The Baseball event we’ve been waiting for!

Um, anybody there?

For the third time now, ESPN has done a subpar job promoting the World Baseball Classic. Running until March 19, 16 countries will be competing for a trip to the Championship Round at AT&T park in San Fran. There are two newcomers to the field this year, involving a new wrinkle in the rules. A qualifying tournament was held for the last two spots in the tournament, which in the past two Classics were given to Panama and South Africa. Ladies and Gentlemen, please welcome the national teams from Spain and Brazil!
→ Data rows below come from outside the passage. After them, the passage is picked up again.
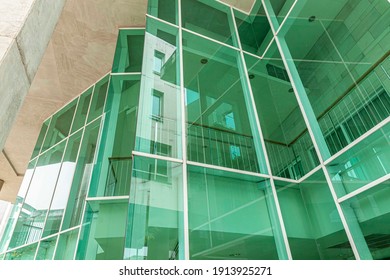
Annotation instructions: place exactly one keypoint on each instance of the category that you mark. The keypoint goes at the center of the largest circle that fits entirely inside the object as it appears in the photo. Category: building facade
(220, 134)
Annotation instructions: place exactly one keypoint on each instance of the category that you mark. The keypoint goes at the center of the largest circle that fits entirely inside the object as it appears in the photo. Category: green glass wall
(221, 134)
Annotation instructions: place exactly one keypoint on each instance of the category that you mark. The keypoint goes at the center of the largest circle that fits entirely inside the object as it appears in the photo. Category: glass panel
(219, 128)
(154, 230)
(363, 163)
(98, 99)
(112, 172)
(46, 249)
(41, 138)
(281, 8)
(312, 223)
(103, 233)
(64, 182)
(254, 30)
(159, 126)
(340, 50)
(217, 203)
(32, 216)
(129, 49)
(212, 20)
(81, 177)
(13, 218)
(163, 9)
(372, 211)
(82, 110)
(67, 245)
(280, 117)
(60, 125)
(25, 253)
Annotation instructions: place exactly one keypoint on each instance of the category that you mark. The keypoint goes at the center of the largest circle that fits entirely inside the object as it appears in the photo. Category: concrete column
(26, 27)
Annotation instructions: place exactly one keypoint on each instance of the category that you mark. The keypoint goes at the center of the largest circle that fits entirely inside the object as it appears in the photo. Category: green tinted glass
(154, 230)
(159, 128)
(64, 182)
(103, 233)
(219, 128)
(217, 203)
(129, 49)
(82, 173)
(254, 30)
(41, 138)
(98, 99)
(25, 253)
(46, 249)
(313, 226)
(60, 125)
(31, 219)
(67, 245)
(371, 209)
(164, 9)
(82, 110)
(363, 163)
(213, 20)
(290, 153)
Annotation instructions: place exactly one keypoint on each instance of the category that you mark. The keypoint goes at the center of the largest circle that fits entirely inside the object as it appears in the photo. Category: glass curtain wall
(270, 128)
(53, 191)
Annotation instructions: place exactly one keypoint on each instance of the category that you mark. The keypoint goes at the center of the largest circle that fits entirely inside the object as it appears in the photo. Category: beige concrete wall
(25, 30)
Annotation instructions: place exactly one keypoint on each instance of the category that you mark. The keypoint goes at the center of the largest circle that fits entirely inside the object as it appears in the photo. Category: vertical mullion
(186, 249)
(314, 132)
(282, 243)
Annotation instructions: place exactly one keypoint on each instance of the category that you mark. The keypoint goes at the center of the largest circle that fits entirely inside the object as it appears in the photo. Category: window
(158, 62)
(229, 121)
(157, 105)
(235, 152)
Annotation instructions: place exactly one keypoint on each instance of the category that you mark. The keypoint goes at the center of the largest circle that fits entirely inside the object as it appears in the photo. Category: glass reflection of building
(221, 135)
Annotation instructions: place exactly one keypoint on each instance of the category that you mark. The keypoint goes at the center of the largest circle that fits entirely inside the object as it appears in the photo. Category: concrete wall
(26, 27)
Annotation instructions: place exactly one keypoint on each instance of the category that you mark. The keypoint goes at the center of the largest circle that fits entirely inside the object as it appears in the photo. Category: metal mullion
(311, 133)
(263, 155)
(184, 139)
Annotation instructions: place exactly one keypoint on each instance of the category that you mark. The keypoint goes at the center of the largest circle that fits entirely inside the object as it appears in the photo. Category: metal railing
(119, 176)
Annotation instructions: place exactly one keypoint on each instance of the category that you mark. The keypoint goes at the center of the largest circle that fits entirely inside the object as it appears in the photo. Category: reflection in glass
(229, 216)
(67, 245)
(25, 253)
(129, 49)
(163, 9)
(98, 99)
(82, 175)
(219, 129)
(82, 110)
(372, 211)
(363, 163)
(60, 125)
(212, 20)
(103, 233)
(342, 59)
(254, 30)
(154, 230)
(290, 150)
(313, 225)
(159, 127)
(41, 138)
(13, 218)
(46, 249)
(32, 217)
(64, 182)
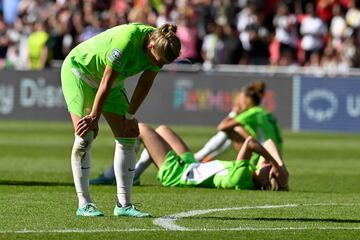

Two countries that are so accustomed to their teams dominating one sport are sure to love watching their homeland getting destroyed by the likes of Chinese Taipei.

The real draw of the WBC is that no other major baseball tournament had ever before used MLB players. And the USA roster has a decent amount of firepower. David Wright, Brandon Phillips, and Mark Teixeira provide a solid infield and Ryan Braun could provide the power necessary to give the USA its first medal.

Oh, you didn’t know? Team USA has yet to medal in either of the previous two Classics. Truth is, this field is very competitive. There are 11 All-Stars on Venezuela’s roster, including Miguel Cabrera, and they finished third last time around.

But the real trouble is in the Far East.

Japan is fielding an all-domestic team this year, so no namedropping necessary. The WBC has been the most watched sporting event in Japanese television history, and why not- they are the two-time defending champions. Their biggest rival is South Korea, who also has a roster filled with players you’ve never heard of. Just know this: South Korea is 12-4 all-time at the WBC, with all 4 losses coming at the hands of the Japanese.

Am I going to watch the Classic? Probably not. Truthfully, it’s just not classic enough for me. This is only its third time around, and half of these teams are likely to get trampled early (I’m looking at you, Brazil).

Now the Big East Tournament? That’s Classic.

And it’s the last one, so damned if I miss one last showdown at MSG. BUT, the Big East tourney ends on the 16th. The WBC Championship is March 19. So I’ll be there to bandwagon for whatever team makes it to California.

But with seven months of baseball ahead of me, can’t I just enjoy March Madness?